According to their website, Kiamburing TT (TT stands for Time Trial) started in 2013. The organisers promised a thrilling experience, similar to that one of Pikes Peak —apparently, a very popular car racing event in the US.

Kiamburing TT, which seems to have since been discontinued, attracted the participation of drivers who drove at speeds as high as 200kph across a 10 kilometre stretch in Karirama, Kiambu County.


They drove at these speeds without roll cages, harnesses or even impact padding, making Kiamburing TT a blatant death wish. To demonstrate this, a video on YouTube posted in 2014 shows a young man driving at a dangerous speed, shifting gears every few seconds.

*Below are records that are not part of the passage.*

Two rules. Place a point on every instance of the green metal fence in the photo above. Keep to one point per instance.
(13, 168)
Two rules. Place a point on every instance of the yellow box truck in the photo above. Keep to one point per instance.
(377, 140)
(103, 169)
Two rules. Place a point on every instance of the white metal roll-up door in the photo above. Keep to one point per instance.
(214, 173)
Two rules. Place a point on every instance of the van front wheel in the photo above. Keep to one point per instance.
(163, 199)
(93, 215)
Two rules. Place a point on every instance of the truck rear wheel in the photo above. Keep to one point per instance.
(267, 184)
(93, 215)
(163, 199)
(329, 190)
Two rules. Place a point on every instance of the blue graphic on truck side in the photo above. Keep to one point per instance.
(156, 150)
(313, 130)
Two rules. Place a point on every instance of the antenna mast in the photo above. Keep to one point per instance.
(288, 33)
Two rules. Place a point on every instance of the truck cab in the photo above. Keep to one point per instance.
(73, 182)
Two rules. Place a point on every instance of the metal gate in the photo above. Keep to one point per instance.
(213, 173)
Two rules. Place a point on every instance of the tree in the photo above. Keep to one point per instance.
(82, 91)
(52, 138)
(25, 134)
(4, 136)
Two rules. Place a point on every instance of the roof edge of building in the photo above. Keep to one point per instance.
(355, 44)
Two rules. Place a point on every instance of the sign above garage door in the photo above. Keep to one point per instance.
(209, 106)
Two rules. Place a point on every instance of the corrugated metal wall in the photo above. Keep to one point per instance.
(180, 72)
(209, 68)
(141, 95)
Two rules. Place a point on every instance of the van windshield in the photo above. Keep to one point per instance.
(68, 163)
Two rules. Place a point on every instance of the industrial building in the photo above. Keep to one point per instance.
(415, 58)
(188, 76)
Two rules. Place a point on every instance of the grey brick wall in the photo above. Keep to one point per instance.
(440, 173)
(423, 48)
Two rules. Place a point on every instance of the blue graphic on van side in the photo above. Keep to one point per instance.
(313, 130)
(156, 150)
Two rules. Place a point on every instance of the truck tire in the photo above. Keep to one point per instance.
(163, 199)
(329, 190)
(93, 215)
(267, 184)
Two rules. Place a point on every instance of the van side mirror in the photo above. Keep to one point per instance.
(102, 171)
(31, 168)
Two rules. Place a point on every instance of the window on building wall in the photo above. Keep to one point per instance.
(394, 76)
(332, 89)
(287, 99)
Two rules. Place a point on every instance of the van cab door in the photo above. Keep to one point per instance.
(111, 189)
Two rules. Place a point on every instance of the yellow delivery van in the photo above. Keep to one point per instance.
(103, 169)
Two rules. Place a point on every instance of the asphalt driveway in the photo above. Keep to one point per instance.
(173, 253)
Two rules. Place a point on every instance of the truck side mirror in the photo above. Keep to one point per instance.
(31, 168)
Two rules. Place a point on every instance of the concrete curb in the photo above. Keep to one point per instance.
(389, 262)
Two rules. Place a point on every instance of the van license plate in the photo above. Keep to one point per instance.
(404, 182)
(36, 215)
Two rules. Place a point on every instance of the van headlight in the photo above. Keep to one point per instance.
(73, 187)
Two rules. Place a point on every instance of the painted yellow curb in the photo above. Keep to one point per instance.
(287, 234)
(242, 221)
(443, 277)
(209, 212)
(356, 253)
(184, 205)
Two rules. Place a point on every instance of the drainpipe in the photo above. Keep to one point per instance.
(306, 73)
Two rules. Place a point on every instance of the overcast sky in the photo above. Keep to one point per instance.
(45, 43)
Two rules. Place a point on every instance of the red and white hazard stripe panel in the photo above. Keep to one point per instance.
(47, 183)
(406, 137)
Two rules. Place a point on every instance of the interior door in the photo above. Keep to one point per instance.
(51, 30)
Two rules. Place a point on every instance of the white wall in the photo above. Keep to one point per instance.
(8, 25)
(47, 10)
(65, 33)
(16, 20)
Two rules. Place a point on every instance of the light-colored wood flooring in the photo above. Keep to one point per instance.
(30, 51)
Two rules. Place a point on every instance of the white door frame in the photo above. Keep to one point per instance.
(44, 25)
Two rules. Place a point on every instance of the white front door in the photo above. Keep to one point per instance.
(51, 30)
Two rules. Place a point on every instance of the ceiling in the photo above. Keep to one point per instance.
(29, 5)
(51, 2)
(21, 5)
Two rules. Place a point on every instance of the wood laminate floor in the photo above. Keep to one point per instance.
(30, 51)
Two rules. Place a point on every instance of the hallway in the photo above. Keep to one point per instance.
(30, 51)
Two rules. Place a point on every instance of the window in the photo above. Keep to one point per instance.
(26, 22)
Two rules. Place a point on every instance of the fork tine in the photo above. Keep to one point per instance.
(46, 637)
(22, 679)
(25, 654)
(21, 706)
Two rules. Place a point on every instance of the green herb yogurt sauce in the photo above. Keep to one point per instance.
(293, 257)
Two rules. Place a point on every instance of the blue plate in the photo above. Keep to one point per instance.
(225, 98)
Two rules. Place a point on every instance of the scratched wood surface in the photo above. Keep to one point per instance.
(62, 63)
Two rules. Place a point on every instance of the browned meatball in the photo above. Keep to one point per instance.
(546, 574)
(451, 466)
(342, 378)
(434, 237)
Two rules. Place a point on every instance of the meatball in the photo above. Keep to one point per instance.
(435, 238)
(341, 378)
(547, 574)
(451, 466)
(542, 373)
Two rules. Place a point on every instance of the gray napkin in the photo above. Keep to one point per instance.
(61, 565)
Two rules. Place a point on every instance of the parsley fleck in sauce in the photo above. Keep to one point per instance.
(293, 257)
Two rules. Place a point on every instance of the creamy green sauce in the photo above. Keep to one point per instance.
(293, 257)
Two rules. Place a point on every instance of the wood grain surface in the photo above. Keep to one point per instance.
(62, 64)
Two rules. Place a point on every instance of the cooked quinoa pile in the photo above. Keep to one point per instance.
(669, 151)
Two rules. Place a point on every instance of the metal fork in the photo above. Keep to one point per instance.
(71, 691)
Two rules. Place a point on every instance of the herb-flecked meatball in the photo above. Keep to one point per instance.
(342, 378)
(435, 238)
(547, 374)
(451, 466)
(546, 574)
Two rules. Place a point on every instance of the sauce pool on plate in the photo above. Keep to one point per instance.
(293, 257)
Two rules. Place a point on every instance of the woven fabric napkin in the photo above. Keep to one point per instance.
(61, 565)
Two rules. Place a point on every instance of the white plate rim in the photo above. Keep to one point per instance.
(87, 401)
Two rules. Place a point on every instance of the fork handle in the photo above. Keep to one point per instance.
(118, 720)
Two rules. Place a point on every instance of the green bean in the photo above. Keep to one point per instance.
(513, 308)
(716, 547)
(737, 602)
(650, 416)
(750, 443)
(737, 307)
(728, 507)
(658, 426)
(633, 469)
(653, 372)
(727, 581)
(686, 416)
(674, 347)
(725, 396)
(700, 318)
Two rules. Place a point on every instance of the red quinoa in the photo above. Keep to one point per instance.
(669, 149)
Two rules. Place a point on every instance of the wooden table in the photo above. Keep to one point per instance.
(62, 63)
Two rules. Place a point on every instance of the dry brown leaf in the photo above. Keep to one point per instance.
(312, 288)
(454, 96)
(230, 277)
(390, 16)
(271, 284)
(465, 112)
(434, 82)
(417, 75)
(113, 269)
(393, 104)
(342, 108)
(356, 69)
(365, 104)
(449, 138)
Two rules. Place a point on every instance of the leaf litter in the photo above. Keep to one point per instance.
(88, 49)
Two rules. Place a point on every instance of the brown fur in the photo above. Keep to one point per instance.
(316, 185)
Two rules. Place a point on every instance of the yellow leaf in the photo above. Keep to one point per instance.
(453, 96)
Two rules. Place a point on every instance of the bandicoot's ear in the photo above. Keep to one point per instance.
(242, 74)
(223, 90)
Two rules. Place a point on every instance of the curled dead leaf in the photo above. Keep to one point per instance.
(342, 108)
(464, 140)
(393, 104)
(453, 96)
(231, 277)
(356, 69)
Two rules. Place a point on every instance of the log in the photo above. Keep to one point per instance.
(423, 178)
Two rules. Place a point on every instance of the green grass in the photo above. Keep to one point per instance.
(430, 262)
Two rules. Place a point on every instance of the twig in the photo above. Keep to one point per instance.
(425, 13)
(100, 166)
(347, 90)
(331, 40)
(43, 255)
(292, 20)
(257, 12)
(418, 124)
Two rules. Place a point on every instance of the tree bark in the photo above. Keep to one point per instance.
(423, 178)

The video is captured through a camera fixed inside the car. When you look closely, you see spectators — including unassuming villagers — awed at the speed of the car. The nearly nine minutes video titled Kiamburing TT 2014 Driver’s Eye is heart wrenching to watch, you cannot help but think of the safety of the driver, the spectators and the villagers. Back to Amir, the street racer who died in 2015. After trawling the Internet, I bumped into a statement from the Club TT Motorsports’ attempt to clarify that Amir did not die while racing — as there was no race that day — but instead died in a road accident on his way to meet a friend.

It was reported that Amir died while “practising” but the club refuted these claims and insisted that; “This was purely two friends who had intended to meet and discuss the prevailing setup of Mr Mohamed’s GTR”.


There is nothing wrong with motorsports. But when it comes to a sport as sensitive as this, safety must come first. Regulation is another. Who approves these street racing events and are there EMT services available when accidents happen?

Are these participants —whose only qualification to enter the race is the love for speed — certified and their medical records cleared? Let us not live in denial.

Denying that there were no races to escape responsibility is a total lack of class and disrespect for the dead. If people died while racing, let us call it what it is, and let these deaths be lessons for us and the authorities to finally put an end to this madness in the name of “street racing”.